Collegedale's Maria Mendez travels there often to help women and children in need, and will be at the local Imagination Station pavilion May 14 and 21 from 6-9 p.m. accepting donations of clothing, school supplies, book bags, toys and shoes to take on her next trip this June.
"Eight thousand, five hundred newly orphaned children in Ciudad Juarez, Mexico, just across from El Paso, Texas, have suffered terrible loss of their parents and homes and hope as a result of the drug war," said Mendez. "We would like people to help us collect items to take to them. I pray that people will want to come and help. I want to bring attention to what is going on. I want somebody to do something to help them."
Her friend Marion Merchant and granddaughters Jasmine and Gracie, who are both fifth-grade students at Spalding Elementary School in Collegedale, join her on her annual trips.
Mendez said she went to live near Ciudad Juarez for 16 months from 2005-2006 in order to feed children and distribute school supplies on a regular basis. She also visited the city in 2002 and 2003 to help people.
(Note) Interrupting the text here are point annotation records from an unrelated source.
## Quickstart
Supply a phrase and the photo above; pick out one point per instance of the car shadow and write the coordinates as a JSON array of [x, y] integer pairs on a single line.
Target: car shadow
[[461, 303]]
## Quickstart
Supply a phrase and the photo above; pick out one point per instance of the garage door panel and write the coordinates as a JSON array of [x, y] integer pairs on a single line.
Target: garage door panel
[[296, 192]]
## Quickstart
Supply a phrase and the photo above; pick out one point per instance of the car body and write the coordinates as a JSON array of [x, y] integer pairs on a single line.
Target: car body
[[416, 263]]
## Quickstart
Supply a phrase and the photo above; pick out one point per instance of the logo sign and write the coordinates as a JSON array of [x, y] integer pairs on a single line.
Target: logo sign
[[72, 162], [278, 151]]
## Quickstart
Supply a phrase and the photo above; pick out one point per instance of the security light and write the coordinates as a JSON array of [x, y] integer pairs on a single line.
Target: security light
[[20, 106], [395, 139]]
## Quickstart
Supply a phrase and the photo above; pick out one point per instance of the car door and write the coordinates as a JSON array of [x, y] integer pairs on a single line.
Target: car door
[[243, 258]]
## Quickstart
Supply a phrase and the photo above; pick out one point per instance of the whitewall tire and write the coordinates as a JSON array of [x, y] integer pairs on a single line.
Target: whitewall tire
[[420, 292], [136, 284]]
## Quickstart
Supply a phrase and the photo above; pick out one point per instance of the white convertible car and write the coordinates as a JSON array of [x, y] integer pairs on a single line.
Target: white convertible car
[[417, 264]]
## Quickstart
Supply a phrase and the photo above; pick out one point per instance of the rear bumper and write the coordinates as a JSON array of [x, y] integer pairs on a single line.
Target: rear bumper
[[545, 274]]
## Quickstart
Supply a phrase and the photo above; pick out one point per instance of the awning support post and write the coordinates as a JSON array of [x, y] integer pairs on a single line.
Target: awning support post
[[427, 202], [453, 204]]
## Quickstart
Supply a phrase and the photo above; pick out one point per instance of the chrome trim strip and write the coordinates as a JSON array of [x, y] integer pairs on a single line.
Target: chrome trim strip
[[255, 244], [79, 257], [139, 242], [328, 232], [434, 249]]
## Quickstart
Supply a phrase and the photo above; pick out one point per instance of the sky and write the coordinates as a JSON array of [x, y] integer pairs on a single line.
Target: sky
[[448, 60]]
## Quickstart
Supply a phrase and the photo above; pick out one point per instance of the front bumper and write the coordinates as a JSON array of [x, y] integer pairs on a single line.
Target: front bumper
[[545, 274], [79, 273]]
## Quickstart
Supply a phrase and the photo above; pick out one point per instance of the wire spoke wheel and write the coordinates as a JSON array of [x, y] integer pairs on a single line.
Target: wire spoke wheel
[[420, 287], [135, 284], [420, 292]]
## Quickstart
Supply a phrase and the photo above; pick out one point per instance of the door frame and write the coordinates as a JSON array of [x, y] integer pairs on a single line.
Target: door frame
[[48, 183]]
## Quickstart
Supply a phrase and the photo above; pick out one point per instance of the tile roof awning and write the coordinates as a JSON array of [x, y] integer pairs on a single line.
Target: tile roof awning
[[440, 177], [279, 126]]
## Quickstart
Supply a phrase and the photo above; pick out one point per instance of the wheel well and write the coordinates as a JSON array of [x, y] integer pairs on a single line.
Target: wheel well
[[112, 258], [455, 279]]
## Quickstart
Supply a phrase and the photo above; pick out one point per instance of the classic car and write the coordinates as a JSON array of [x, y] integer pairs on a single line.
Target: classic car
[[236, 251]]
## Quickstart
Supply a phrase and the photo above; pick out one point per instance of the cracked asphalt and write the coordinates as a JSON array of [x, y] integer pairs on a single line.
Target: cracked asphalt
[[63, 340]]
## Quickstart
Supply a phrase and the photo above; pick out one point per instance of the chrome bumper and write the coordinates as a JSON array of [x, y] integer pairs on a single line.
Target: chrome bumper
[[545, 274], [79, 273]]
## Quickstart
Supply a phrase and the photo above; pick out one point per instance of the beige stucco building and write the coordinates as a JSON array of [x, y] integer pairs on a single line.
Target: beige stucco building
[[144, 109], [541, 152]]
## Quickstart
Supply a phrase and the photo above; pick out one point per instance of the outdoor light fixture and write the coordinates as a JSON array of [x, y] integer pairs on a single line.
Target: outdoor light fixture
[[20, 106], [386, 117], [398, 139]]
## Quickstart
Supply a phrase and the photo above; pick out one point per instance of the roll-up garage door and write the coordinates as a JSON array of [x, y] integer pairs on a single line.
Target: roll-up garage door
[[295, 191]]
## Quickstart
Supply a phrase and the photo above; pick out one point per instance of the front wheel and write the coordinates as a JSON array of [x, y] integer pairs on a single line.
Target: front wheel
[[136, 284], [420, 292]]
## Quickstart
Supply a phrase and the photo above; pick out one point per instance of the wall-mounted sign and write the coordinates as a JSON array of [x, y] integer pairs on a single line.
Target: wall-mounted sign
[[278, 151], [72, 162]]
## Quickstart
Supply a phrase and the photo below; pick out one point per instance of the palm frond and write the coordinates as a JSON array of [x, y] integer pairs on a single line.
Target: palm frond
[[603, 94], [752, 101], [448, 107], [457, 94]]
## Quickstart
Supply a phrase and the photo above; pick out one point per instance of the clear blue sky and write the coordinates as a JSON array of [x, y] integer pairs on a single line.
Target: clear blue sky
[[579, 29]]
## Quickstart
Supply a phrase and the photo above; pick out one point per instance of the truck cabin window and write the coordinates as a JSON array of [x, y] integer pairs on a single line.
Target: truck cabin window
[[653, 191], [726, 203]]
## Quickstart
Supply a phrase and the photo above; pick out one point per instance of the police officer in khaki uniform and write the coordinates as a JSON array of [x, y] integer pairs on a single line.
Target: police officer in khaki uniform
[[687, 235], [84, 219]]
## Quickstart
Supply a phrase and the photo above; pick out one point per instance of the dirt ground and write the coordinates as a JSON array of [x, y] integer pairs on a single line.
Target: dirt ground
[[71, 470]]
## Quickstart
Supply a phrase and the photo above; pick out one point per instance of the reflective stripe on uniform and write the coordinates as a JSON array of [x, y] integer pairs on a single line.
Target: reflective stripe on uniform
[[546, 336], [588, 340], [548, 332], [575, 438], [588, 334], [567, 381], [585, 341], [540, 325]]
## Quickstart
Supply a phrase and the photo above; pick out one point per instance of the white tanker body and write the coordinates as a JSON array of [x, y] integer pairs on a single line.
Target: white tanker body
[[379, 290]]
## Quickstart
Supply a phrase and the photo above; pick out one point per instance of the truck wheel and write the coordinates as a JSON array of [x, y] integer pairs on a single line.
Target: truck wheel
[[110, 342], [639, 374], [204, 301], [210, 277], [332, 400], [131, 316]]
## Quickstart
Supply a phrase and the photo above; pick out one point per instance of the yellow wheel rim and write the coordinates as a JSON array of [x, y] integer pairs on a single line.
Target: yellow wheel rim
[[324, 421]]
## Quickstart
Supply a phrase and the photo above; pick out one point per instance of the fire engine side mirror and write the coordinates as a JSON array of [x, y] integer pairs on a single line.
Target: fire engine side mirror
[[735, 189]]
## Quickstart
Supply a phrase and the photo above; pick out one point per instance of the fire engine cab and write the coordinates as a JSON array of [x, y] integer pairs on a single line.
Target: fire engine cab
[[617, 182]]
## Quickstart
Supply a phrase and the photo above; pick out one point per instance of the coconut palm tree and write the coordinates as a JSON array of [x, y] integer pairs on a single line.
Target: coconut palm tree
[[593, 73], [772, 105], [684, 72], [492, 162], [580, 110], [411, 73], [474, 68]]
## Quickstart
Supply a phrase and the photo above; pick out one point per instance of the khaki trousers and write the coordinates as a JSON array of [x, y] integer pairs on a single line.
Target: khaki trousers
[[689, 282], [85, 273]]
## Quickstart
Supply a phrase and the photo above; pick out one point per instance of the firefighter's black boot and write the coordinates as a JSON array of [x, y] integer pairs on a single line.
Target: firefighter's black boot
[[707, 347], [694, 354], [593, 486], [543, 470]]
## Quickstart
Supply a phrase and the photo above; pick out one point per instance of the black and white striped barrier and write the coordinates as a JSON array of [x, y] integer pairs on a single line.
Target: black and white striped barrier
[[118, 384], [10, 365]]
"The children have no coats in winter," said Mendez, who is in the midst of packing 40 boxes of donations to take to the town's people. "The children use shopping bags to go to school instead of book bags. I've given out shampoo, soap, clothes and book bags. The children have no heat and no running water. Ladies are living in raggedy clothes and asking their neighbors for food."
She said a group of youth is trying to help her organize a food bank for Ciudad Juarez.
"Juarez is across from El Paso with all this luxury, and on the other side people are hungry," said Mendez.
She said she helped one girl with dark skin by giving her soap and shampoo. Later that day, when the same girl came up to her and thanked her for the items, Mendez said she could not believe it was her because the girl's skin was actually pale when washed.
"I am blessed to have a job, food and clothes, and I want to spend time helping people in need," said Mendez. "Volunteers receive hugs and kisses from the people of Juarez for helping them."
She said people live primitively, with sheets or plastic bags covering doorways and a hole in the ground serving as a toilet. She said diapers are hard to come by for parents. In fact, sometimes families wash out diapers, hang them up to dry and reuse them.
"You see the children wandering around," said Mendez. "We need programs to get the Juarez orphans off the street and to take them to school. The people there need to be able to make money for their families. We take the Bible and literature to them."